Abstract
Prevention of N-linked glycosylation induces senescence in RTK-dependent tumor cells.
Major finding: Prevention of N-linked glycosylation induces senescence in RTK-dependent tumor cells.
Mechanism: Loss of glycosylation prevents the cell-surface localization of EGFR and ablates EGFR signaling.
Impact: Inhibition of oligosaccharyltransferase may be a therapeutic approach for RTK-driven cancers.
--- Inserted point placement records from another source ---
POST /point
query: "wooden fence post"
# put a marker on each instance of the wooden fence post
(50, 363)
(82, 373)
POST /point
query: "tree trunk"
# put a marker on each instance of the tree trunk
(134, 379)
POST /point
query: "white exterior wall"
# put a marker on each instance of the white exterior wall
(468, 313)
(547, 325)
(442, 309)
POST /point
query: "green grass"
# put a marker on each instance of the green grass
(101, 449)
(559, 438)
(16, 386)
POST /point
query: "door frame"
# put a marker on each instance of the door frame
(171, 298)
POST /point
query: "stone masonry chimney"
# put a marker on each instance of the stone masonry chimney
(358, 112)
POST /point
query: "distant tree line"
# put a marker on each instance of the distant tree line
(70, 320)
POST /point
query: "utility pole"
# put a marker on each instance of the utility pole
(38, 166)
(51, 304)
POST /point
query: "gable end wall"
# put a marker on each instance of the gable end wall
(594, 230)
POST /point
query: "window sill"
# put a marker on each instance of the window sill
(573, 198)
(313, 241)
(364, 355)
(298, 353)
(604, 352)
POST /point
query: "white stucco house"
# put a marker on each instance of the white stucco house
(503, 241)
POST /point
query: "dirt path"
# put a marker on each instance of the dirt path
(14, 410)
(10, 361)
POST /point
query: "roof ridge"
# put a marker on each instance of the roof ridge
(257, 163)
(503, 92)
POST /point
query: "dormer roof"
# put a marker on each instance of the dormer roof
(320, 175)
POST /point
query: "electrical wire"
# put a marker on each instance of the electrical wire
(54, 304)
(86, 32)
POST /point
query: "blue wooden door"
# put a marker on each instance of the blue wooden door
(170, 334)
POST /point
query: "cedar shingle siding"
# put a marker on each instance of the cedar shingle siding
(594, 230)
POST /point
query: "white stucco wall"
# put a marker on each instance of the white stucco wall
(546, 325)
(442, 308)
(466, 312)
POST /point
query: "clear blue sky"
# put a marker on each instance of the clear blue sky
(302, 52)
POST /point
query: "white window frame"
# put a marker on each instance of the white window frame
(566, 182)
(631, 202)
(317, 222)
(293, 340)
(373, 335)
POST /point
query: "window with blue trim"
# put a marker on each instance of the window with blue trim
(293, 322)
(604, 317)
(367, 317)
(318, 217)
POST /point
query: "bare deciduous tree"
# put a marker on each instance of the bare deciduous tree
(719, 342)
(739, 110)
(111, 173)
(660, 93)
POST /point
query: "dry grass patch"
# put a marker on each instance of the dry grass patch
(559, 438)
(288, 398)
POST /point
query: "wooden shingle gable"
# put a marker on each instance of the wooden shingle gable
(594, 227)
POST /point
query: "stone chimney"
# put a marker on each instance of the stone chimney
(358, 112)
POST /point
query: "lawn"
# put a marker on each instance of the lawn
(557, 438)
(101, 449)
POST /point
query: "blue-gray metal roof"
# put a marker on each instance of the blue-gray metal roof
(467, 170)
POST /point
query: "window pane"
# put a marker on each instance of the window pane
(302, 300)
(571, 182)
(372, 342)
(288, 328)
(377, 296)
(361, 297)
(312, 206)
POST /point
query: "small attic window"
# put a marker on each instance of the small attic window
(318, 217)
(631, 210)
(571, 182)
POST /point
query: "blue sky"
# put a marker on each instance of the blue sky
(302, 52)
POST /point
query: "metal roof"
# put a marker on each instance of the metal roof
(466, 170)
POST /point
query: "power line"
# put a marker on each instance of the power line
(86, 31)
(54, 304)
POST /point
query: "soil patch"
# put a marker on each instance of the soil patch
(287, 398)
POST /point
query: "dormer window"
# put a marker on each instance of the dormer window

The secretory pathway processes proteins for secretion into the extracellular environment or for localization to the cell surface. N-linked glycosylation, which is a mechanism of secondary protein processing that involves the attachment of a glycan to a protein, is crucial for determining the function, stability, and trafficking of glycoproteins such as receptor tyrosine kinases (RTK). To determine whether disrupting N-linked glycosylation could effectively target RTKs, Lopez-Sambrooks and colleagues designed and performed a gain-of-function high-throughput screening (HTS) approach to identify inhibitors of N-linked glycosylation. The HTS strategy identified a small-molecule chemical probe, N-linked glycosylation inhibitor 1 (NGI1), as the most efficacious glycosylation inhibitor out of the >350,000 small-molecule compounds interrogated. In vitro, NGI1 inhibited both isoforms (STT3A and STT3B) of the catalytic subunit of the oligosaccharyltransferase (OST) enzymatic complex, which catalyzes the transfer of the glycan precursor lipid-linked oligosaccharides (LLO) to recipient glycoproteins. Further, NGI1 completely ablated STT3B-dependent, but not STT3A-dependent, glycosylation sites, suggesting that NGI1 has higher specificity for STT3B than for STT3A. In lung cancer cells, NGI1 prevented EGFR N-linked glycosylation, which resulted in the sequestration of hypoglycosylated EGFR in the secretory pathway and loss of EGFR localization to the cell surface, while inhibition of integrin B1 glycosylation with NGI1 did not affect integrin B1 trafficking to the cell surface. Moreover, NGI1 exhibited greater inhibition of proliferation of EGFR-dependent lung cancer cells compared to non–EGFR-dependent lung cancer cells. Consistent with these findings, NGI1 induced G1 cell-cycle arrest and senescence in EGFR-dependent lung cancer cell lines. Taken together, these findings identify a small-molecule inhibitor of glycosylation and show that targeting the co- and post-translational modification of RTKs may be efficacious against RTK-driven cancers.